CompuServe developed the first usable graphics format, called GIF, which let users display either line art or photos with a limited palette by downloading them to the screen, one picture at a time. The GIF format was originally the exclusive property of CompuServe, which was also one of the earliest web service providers. GIF pictures were first shared among CompuServe users who downloaded them from text files. Before long the web was opened to businesses and individuals who signed up for their own web addresses, called domains, and used a service provider to host these websites.
The most popular language used to publish documents on the web is still HTML (Hypertext Markup Language). HTML isn't really a computer programming language, so relax. It is, as its name suggests, a markup language. A series of relatively simple tags enables you to specify how text appears in the browser and arranges for images and links to other sites. HTML isn't difficult to learn, but you really don't need to. (If you decide to get into it, look for Sams Teach Yourself HTML and XHTML in 24 Hours. It's an excellent reference.)
There are programs, including web page design programs, desktop publishing programs, web browsers, and word processors you might already own, that can translate your pages into HTML with just a couple of mouse clicks.
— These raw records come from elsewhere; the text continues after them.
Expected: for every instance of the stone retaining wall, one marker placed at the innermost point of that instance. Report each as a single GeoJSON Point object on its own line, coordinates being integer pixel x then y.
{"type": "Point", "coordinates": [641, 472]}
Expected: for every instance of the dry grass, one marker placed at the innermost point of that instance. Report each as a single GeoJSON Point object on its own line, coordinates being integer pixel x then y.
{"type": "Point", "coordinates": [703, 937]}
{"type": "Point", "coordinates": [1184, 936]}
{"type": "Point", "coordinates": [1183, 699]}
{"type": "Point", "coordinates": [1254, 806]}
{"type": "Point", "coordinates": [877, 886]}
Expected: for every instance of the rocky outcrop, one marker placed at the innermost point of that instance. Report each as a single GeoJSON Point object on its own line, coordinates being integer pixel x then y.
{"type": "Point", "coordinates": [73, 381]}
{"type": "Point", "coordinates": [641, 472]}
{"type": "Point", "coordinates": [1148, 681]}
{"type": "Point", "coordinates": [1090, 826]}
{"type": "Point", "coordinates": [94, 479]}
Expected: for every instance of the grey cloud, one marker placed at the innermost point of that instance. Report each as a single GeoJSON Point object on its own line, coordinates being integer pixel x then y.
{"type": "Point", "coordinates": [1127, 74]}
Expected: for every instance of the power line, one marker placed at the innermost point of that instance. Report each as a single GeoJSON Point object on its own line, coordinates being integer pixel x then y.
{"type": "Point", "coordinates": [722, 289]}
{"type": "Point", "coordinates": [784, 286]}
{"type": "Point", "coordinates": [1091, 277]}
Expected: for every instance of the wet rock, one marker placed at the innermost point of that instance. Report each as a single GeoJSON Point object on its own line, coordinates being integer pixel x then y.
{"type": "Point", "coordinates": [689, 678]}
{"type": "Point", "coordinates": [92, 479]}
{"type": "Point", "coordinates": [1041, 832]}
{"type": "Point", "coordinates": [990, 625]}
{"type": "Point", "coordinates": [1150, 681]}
All you do is lay out the page the way you'd like it to look with your Photoshop pictures pasted in. Most of the programs described convert your images to web formats automatically. If the one you're using doesn't offer that service, you have to do the conversion first. Because web pages can be viewed on all kinds of computers, the graphics have to be in a format that's common to as many as possible and compatible with the HTML requirements. A web browser will not, for example, display a PSD or TIFF file. Instead, it requires that graphics files be compressed or optimized so that they are as small as possible. This limits your web graphic options to the GIFs previously mentioned or to JPEG (Joint Photographic Experts Group) or PNG (Portable Network Graphics) formats. ImageReady saves in all three of these formats.